Despite the event being catastrophic, that there have only been six double earthquakes in the world since the 1970s, or that the ten years of sanctions have weakened the Venezuelan State’s capabilities, for a large part of Venezuelan society, Venezuelan institutions should have done more to prevent and respond to the catastrophe.
Therefore, everything is under scrutiny: the response time of State agencies, the presence of military personnel and high-ranking officials at the disaster site, the administration of humanitarian aid, the arrival of international rescuers, and even the relationship with the United States.
The Venezuelan government is dealing with the emotional effects of an unexpected catastrophe that overlaps with a decade of conflicts, sanctions, economic exoduses, public service failures, and economic crises.
The void left by those who died in the earthquakes is compounded by the migrants missing from family tables at the end of the year, as well as those who lost their lives in hospitals due to the shortage of medications and lack of medical care. The pain in the body of the Venezuelan society accumulates, like the effect of the sanctions on the State.

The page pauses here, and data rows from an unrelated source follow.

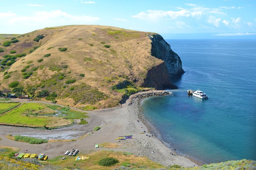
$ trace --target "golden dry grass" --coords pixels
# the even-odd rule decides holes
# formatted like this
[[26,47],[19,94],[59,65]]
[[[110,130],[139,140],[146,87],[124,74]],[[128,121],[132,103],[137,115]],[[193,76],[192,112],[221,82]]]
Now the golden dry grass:
[[99,146],[101,148],[118,148],[121,145],[110,142],[104,142],[99,144]]
[[[27,84],[38,86],[42,81],[56,79],[54,75],[62,73],[65,76],[64,79],[57,79],[57,84],[44,89],[56,92],[60,96],[57,99],[58,103],[70,106],[76,104],[70,97],[65,97],[65,95],[72,86],[84,83],[108,96],[93,103],[93,105],[97,108],[116,106],[122,94],[113,91],[112,86],[125,80],[124,77],[130,80],[136,79],[135,85],[141,86],[147,71],[163,62],[151,56],[151,41],[147,36],[148,33],[109,26],[84,25],[47,28],[25,34],[17,38],[20,42],[8,47],[0,45],[5,50],[1,55],[8,54],[11,50],[16,50],[17,54],[27,54],[24,58],[17,59],[18,61],[8,70],[13,72],[10,74],[11,78],[4,79],[3,72],[0,73],[0,82],[2,82],[0,90],[8,88],[8,85],[15,80],[20,82],[25,89]],[[33,41],[41,34],[45,37],[38,43]],[[115,38],[116,36],[119,38]],[[4,41],[0,39],[0,43]],[[101,43],[103,42],[105,44]],[[110,47],[105,47],[106,44]],[[33,47],[39,45],[39,48],[29,54]],[[50,47],[53,48],[47,50]],[[68,48],[65,52],[58,50],[58,48],[64,47]],[[43,57],[46,53],[51,55]],[[37,62],[42,58],[43,61]],[[32,62],[28,64],[30,61]],[[28,65],[31,66],[29,68],[39,68],[29,78],[24,79],[20,70]],[[66,65],[67,67],[63,68]],[[59,70],[53,70],[53,68]],[[84,74],[85,76],[79,76],[80,74]],[[71,78],[76,81],[65,84],[65,82]],[[67,87],[63,88],[64,85]],[[41,89],[38,88],[38,90]],[[78,103],[80,107],[91,104]]]

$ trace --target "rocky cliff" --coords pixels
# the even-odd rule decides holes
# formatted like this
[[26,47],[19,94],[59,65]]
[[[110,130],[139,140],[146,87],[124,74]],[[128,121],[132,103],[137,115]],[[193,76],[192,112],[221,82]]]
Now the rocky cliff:
[[152,34],[149,37],[152,40],[151,55],[164,61],[169,74],[177,75],[185,73],[180,57],[171,49],[162,36]]
[[184,72],[154,33],[68,25],[1,37],[0,92],[20,90],[65,105],[113,107],[149,88],[177,88],[170,75]]

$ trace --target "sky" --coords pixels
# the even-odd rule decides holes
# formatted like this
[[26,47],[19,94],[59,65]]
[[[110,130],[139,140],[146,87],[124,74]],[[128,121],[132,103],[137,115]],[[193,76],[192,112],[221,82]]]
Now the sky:
[[0,0],[0,34],[93,24],[167,37],[256,37],[256,0]]

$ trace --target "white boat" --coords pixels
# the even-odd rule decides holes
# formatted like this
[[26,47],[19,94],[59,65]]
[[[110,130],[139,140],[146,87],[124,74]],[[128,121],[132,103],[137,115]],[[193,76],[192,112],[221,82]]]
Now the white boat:
[[192,95],[194,96],[197,97],[202,99],[208,98],[208,96],[203,91],[200,90],[199,89],[192,92]]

The math is simple for the Venezuelan opposition: because Chavismo has been in power for more than two decades, the responsibility lies with Chavismo. It does not matter that several leaders of the opposition had called for sanctions, nor that this has affected the country’s economic health.

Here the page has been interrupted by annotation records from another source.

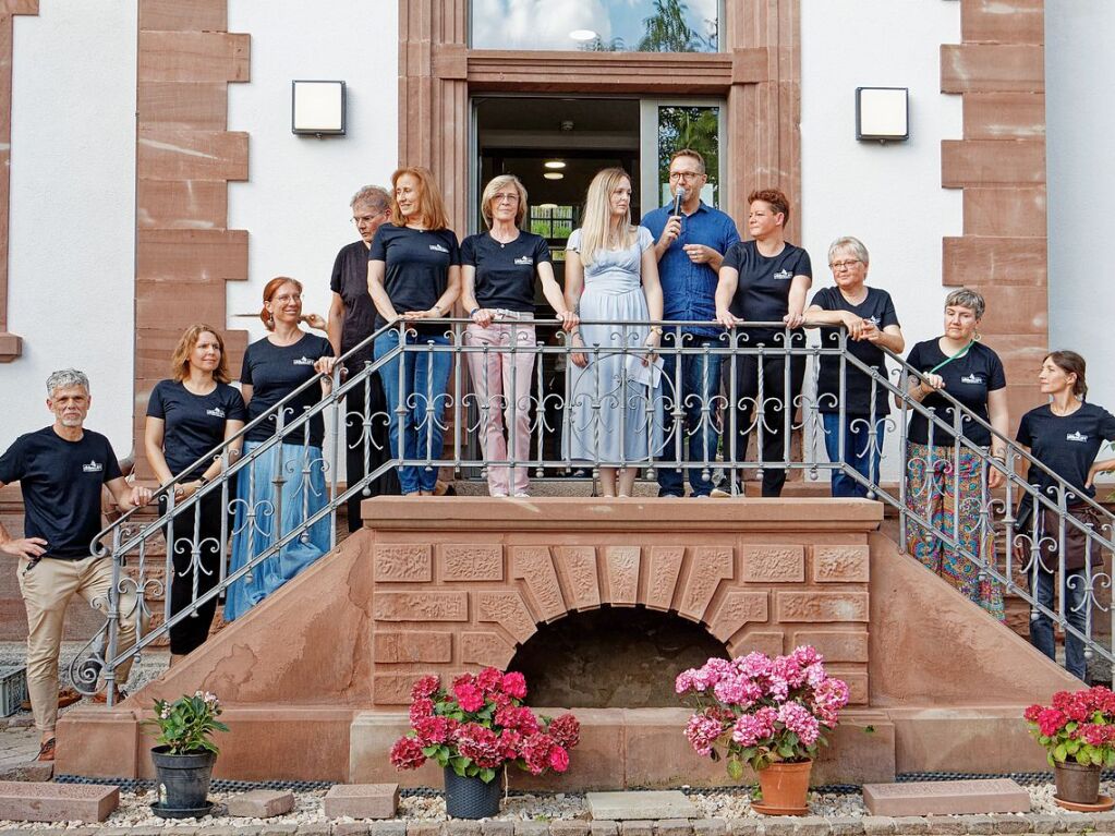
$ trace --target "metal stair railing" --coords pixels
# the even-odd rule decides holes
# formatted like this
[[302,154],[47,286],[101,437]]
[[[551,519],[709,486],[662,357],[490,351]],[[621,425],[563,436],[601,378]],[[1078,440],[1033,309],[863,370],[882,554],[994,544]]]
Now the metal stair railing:
[[[884,349],[891,369],[888,373],[880,373],[874,368],[866,366],[847,350],[847,333],[843,329],[837,330],[837,343],[835,346],[806,344],[804,340],[795,338],[794,331],[786,329],[780,322],[747,322],[736,329],[724,332],[716,346],[695,347],[691,329],[716,327],[715,323],[697,321],[663,321],[650,322],[590,322],[582,321],[582,328],[594,327],[598,334],[603,333],[604,339],[598,343],[578,349],[564,339],[563,332],[559,331],[554,341],[546,344],[537,340],[529,340],[521,343],[518,339],[505,339],[500,344],[477,344],[473,342],[467,332],[471,320],[466,319],[443,319],[425,320],[426,325],[436,325],[444,329],[444,333],[449,338],[447,344],[433,342],[428,338],[414,331],[414,322],[399,321],[387,325],[365,340],[359,347],[348,352],[341,360],[355,356],[371,342],[387,333],[396,330],[399,340],[395,348],[377,358],[375,362],[365,364],[365,368],[356,373],[342,379],[340,363],[332,376],[332,389],[322,400],[312,408],[297,416],[289,422],[285,420],[284,405],[297,397],[299,392],[310,386],[317,386],[321,376],[308,381],[299,390],[292,392],[287,399],[277,405],[266,415],[260,416],[246,426],[236,438],[242,438],[252,428],[263,421],[274,420],[275,432],[271,438],[261,443],[259,447],[251,450],[239,460],[232,455],[235,439],[222,445],[210,456],[200,459],[197,464],[213,460],[220,457],[223,463],[221,476],[212,483],[205,485],[196,494],[185,500],[175,504],[173,486],[177,482],[171,483],[161,489],[166,494],[167,511],[154,522],[139,524],[135,519],[135,513],[126,514],[119,521],[106,528],[98,536],[95,547],[99,553],[108,554],[114,558],[114,582],[112,587],[112,601],[108,606],[108,621],[104,630],[95,636],[83,649],[71,665],[71,677],[75,686],[80,690],[91,691],[97,686],[98,674],[107,684],[112,684],[115,677],[115,668],[129,657],[138,657],[142,651],[154,641],[166,635],[169,628],[180,623],[183,619],[196,618],[198,607],[215,597],[223,596],[227,590],[241,579],[250,579],[251,573],[263,565],[270,557],[291,544],[297,538],[308,538],[310,528],[328,521],[330,527],[330,545],[336,544],[336,511],[341,503],[348,500],[350,496],[358,492],[367,492],[367,486],[391,467],[416,467],[416,468],[452,468],[460,476],[466,472],[478,470],[481,477],[487,475],[491,468],[506,468],[508,476],[515,468],[526,468],[534,478],[556,478],[562,474],[575,472],[579,468],[591,469],[591,475],[595,479],[600,475],[600,469],[604,467],[626,468],[637,467],[644,472],[647,478],[653,478],[656,468],[673,468],[680,472],[682,477],[692,470],[698,470],[702,478],[711,478],[716,474],[723,474],[726,479],[726,489],[733,495],[739,494],[744,476],[747,470],[756,470],[762,475],[766,468],[780,468],[787,470],[803,470],[811,479],[820,478],[824,472],[840,472],[845,476],[863,485],[871,498],[879,499],[888,506],[894,508],[899,516],[900,546],[905,550],[909,545],[911,526],[922,532],[922,537],[928,542],[940,541],[951,548],[963,561],[972,564],[979,581],[987,581],[999,584],[1004,592],[1018,595],[1027,602],[1030,607],[1031,620],[1041,616],[1050,619],[1059,625],[1066,633],[1082,640],[1085,647],[1086,658],[1102,657],[1108,661],[1115,661],[1111,648],[1106,647],[1099,638],[1095,635],[1095,613],[1112,613],[1109,603],[1101,600],[1099,592],[1111,589],[1111,573],[1104,570],[1103,558],[1109,553],[1115,544],[1112,537],[1112,518],[1098,503],[1086,496],[1077,496],[1077,492],[1056,474],[1036,461],[1032,456],[1019,448],[1011,439],[998,432],[987,421],[968,410],[962,404],[957,401],[946,391],[940,395],[946,399],[951,408],[951,417],[944,418],[938,415],[933,408],[927,408],[921,402],[911,398],[906,392],[906,387],[911,378],[919,376],[919,370],[908,366],[900,357]],[[512,327],[512,331],[531,324],[518,320],[504,320],[503,324]],[[647,389],[640,382],[644,372],[640,370],[641,359],[647,354],[647,349],[642,346],[642,336],[647,333],[650,324],[659,324],[672,338],[671,344],[656,349],[656,356],[673,354],[673,375],[662,375],[657,381],[656,389]],[[806,323],[807,328],[815,327]],[[601,330],[602,329],[602,330]],[[753,342],[755,329],[764,329],[765,342]],[[530,380],[522,387],[518,376],[524,373],[514,362],[516,356],[530,354]],[[404,404],[396,405],[394,409],[388,408],[382,411],[372,411],[369,400],[369,381],[371,375],[390,373],[390,363],[399,360],[398,385],[405,387],[407,383],[406,369],[416,364],[425,364],[425,370],[434,370],[437,356],[447,356],[450,363],[448,391],[433,391],[427,388],[424,392],[410,392]],[[491,360],[493,354],[508,356],[508,375],[506,379],[500,381],[501,387],[510,392],[527,392],[517,397],[505,395],[488,396],[487,392],[494,390],[489,386],[492,381],[486,378],[472,380],[466,388],[469,358]],[[583,354],[588,364],[580,370],[574,363],[574,356]],[[824,401],[816,393],[817,373],[820,360],[825,357],[838,359],[840,391],[835,399]],[[794,391],[794,369],[792,360],[799,358],[801,362],[812,362],[812,375],[809,382],[801,392]],[[676,398],[673,392],[682,387],[682,361],[689,359],[696,362],[702,373],[710,373],[715,366],[720,367],[723,378],[723,389],[715,387],[708,397],[700,393],[685,392],[685,397]],[[617,362],[618,361],[618,362]],[[754,391],[743,391],[740,389],[740,372],[745,363],[756,363]],[[522,368],[526,368],[523,363]],[[780,367],[780,368],[779,368]],[[486,368],[481,364],[478,368]],[[604,371],[604,369],[608,371]],[[849,416],[845,404],[844,381],[847,371],[857,371],[866,375],[871,380],[870,409],[865,416],[854,417],[853,424],[862,422],[861,428],[869,429],[866,434],[866,446],[859,454],[878,453],[881,461],[888,459],[886,451],[879,446],[875,430],[884,429],[891,434],[895,430],[899,436],[899,458],[902,478],[899,479],[896,492],[883,484],[878,470],[871,472],[867,477],[861,475],[852,466],[845,463],[847,450],[844,449],[844,434],[838,439],[838,455],[836,461],[824,459],[818,455],[824,448],[824,422],[822,411],[834,411],[843,426]],[[653,373],[653,372],[651,372]],[[772,385],[772,373],[775,385]],[[611,375],[611,377],[605,377]],[[891,377],[894,377],[894,380]],[[432,380],[433,375],[427,373],[427,380]],[[359,391],[362,387],[362,408],[349,410],[342,405],[349,392]],[[655,397],[648,397],[648,391],[660,392]],[[773,393],[772,393],[773,392]],[[876,395],[885,392],[888,409],[881,414],[878,408]],[[579,400],[580,399],[580,402]],[[833,402],[833,400],[835,402]],[[893,414],[890,404],[898,404],[898,415]],[[636,416],[637,419],[620,421],[614,424],[611,418],[622,408]],[[749,412],[741,414],[739,407],[749,407]],[[529,429],[530,443],[527,449],[521,447],[521,439],[515,432],[507,432],[506,457],[485,458],[484,444],[476,444],[482,439],[487,425],[496,416],[501,416],[507,426],[515,426],[522,418],[521,412],[526,412],[525,424]],[[688,420],[687,420],[688,412]],[[798,419],[796,416],[801,414]],[[911,415],[924,416],[929,424],[930,448],[927,461],[914,461],[908,457],[908,425]],[[265,455],[282,456],[281,440],[298,440],[303,450],[309,449],[306,444],[309,438],[310,421],[318,416],[329,416],[331,435],[327,438],[327,445],[322,449],[320,460],[310,460],[309,454],[303,454],[301,461],[287,463],[280,467],[274,480],[273,488],[277,495],[281,495],[282,483],[285,480],[283,470],[289,469],[290,475],[301,480],[303,511],[300,522],[289,531],[278,531],[271,544],[259,554],[250,554],[243,565],[230,571],[229,567],[229,538],[230,535],[242,533],[244,526],[260,526],[271,517],[281,523],[281,513],[277,514],[270,500],[270,493],[266,487],[256,490],[254,484],[250,484],[248,500],[231,498],[231,479],[237,474],[253,478],[251,465]],[[345,419],[357,419],[363,426],[363,438],[368,444],[372,443],[371,427],[378,422],[386,422],[394,415],[399,420],[409,419],[414,430],[421,437],[418,454],[413,457],[392,456],[378,468],[358,482],[351,483],[347,489],[338,489],[338,464],[341,459],[340,445],[343,444],[343,430],[341,416]],[[749,422],[745,426],[741,415],[750,415]],[[661,418],[659,418],[661,416]],[[694,417],[696,418],[694,419]],[[581,418],[584,424],[579,424]],[[772,428],[780,425],[782,429],[782,457],[775,460],[765,459],[763,454],[764,438]],[[659,430],[659,424],[660,430]],[[434,449],[433,438],[435,434],[430,430],[437,428],[442,432],[450,431],[444,439],[444,444],[438,449]],[[981,427],[1002,443],[1007,450],[1005,460],[998,460],[989,455],[986,447],[975,444],[968,436],[972,427]],[[748,450],[739,449],[738,431],[746,430],[756,440],[756,457],[748,458]],[[967,431],[966,431],[967,430]],[[792,435],[799,431],[802,436],[802,457],[794,460],[792,456]],[[626,444],[627,436],[637,434],[638,449],[633,455],[629,455]],[[958,439],[954,447],[940,447],[933,444],[934,438],[940,438],[941,434],[951,435]],[[601,443],[609,440],[612,435],[618,436],[619,455],[600,455]],[[595,453],[588,459],[573,455],[571,439],[581,436],[584,448]],[[705,450],[717,449],[711,444],[716,436],[723,436],[718,453],[690,457],[688,455],[688,441],[697,438],[701,441]],[[588,441],[585,441],[588,439]],[[672,444],[672,455],[662,457],[663,450]],[[479,448],[479,449],[477,449]],[[278,451],[278,453],[277,453]],[[366,457],[368,450],[366,446]],[[961,461],[962,459],[973,459],[979,473],[979,490],[975,496],[963,496],[961,489]],[[368,461],[366,460],[367,467]],[[912,496],[904,478],[911,464],[925,469],[930,478],[925,479],[921,492],[928,492],[928,496]],[[289,468],[287,466],[290,466]],[[1036,472],[1044,473],[1046,478],[1056,486],[1053,496],[1043,493],[1038,486],[1030,485],[1022,476],[1016,473],[1019,465],[1026,465]],[[320,508],[314,512],[309,511],[309,485],[310,475],[318,466],[330,475],[329,496]],[[991,495],[988,489],[988,472],[995,468],[1006,477],[1005,495],[998,498]],[[190,468],[192,469],[192,468]],[[882,469],[880,466],[879,470]],[[297,470],[297,473],[295,473]],[[188,469],[187,469],[188,473]],[[951,486],[946,480],[951,480]],[[951,508],[951,519],[943,517],[940,521],[932,515],[925,516],[918,509],[919,499],[933,500],[948,493],[960,497]],[[200,531],[200,508],[205,496],[220,493],[222,507],[235,509],[236,503],[241,503],[240,526],[230,528],[227,516],[221,532],[221,542],[216,544],[220,554],[219,577],[212,589],[200,590],[201,575],[206,571],[202,565],[201,553],[204,545],[198,536]],[[367,494],[366,494],[367,495]],[[1035,513],[1030,517],[1026,531],[1016,526],[1015,508],[1018,499],[1027,497],[1034,505]],[[921,503],[924,505],[925,503]],[[1069,506],[1077,511],[1080,506],[1086,507],[1092,519],[1101,521],[1098,525],[1082,521],[1070,512]],[[1048,509],[1057,521],[1057,531],[1048,532],[1041,525],[1045,516],[1039,511]],[[281,511],[281,509],[280,509]],[[191,518],[192,515],[192,518]],[[978,521],[976,536],[969,536],[968,543],[960,536],[960,523],[962,517],[973,517]],[[175,529],[185,523],[187,536],[176,536]],[[166,538],[172,544],[167,548],[164,577],[169,579],[173,584],[178,579],[184,579],[190,574],[192,584],[191,601],[177,613],[171,612],[171,596],[166,589],[166,582],[159,581],[157,573],[149,572],[149,561],[147,552],[151,550],[153,541],[163,536],[164,526],[167,528]],[[193,536],[188,536],[192,532]],[[1078,575],[1074,575],[1073,583],[1077,584],[1074,592],[1078,593],[1079,601],[1073,607],[1067,607],[1064,595],[1058,587],[1058,603],[1055,609],[1046,606],[1037,600],[1031,590],[1036,589],[1036,581],[1039,572],[1057,572],[1060,577],[1065,577],[1065,545],[1069,534],[1078,533],[1085,539],[1086,565]],[[971,535],[971,533],[969,533]],[[970,545],[975,542],[975,547]],[[105,545],[107,543],[107,545]],[[186,571],[175,577],[173,552],[174,550],[188,548],[191,554],[190,566]],[[1048,561],[1048,556],[1056,552],[1056,565]],[[184,553],[184,552],[180,552]],[[135,557],[135,576],[124,572],[125,563],[128,558]],[[1045,558],[1045,560],[1044,560]],[[1020,583],[1026,579],[1027,583]],[[122,614],[122,601],[134,601],[132,606],[140,616],[149,616],[151,610],[147,606],[147,597],[163,594],[165,597],[163,623],[154,629],[146,629],[142,624],[137,626],[137,641],[130,648],[119,647],[118,620]],[[135,613],[127,613],[135,614]],[[1083,615],[1083,618],[1080,618]],[[140,618],[142,622],[144,619]],[[1083,628],[1078,628],[1073,621],[1083,621]],[[114,697],[113,689],[109,689],[109,699]]]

For María Corina Machado, she wishes to return to the country to engage in “grotesque political opportunism,” according to US officials, in order to take center stage in Venezuela and effectively replace the Venezuelan authorities.
Her desperation to take advantage of the political context is mainly related to turning the “national pain” into political dividends for her project. She is trying to fish in troubled waters even at the cost of being criticized by some of the officials surrounding Trump. This would be a new chapter of necropolitics in Venezuela, where it is more important to instrumentalize the tragedy than to understand the role of the leaders in this context.
In this new political climate after President Maduro’s kidnapping by the US, this catastrophe is also a litmus test. The government of Delcy Rodríguez will have to translate the rapprochement with the United States into concrete benefits, beyond the investment announcements and the change of positions on key issues of Chavismo in domestic and foreign policy.
The government of Delcy Rodríguez will have to deal with the pain and anger of the Venezuelan society while, around it, the umpteenth political conspiracy is being plotted to remove Chavismo from power. It will have to chart a course towards a new horizon that would be shared by the majority of Venezuelans, and rescue the country from the painful present and the perception of a perpetual crisis that burdens millions of people.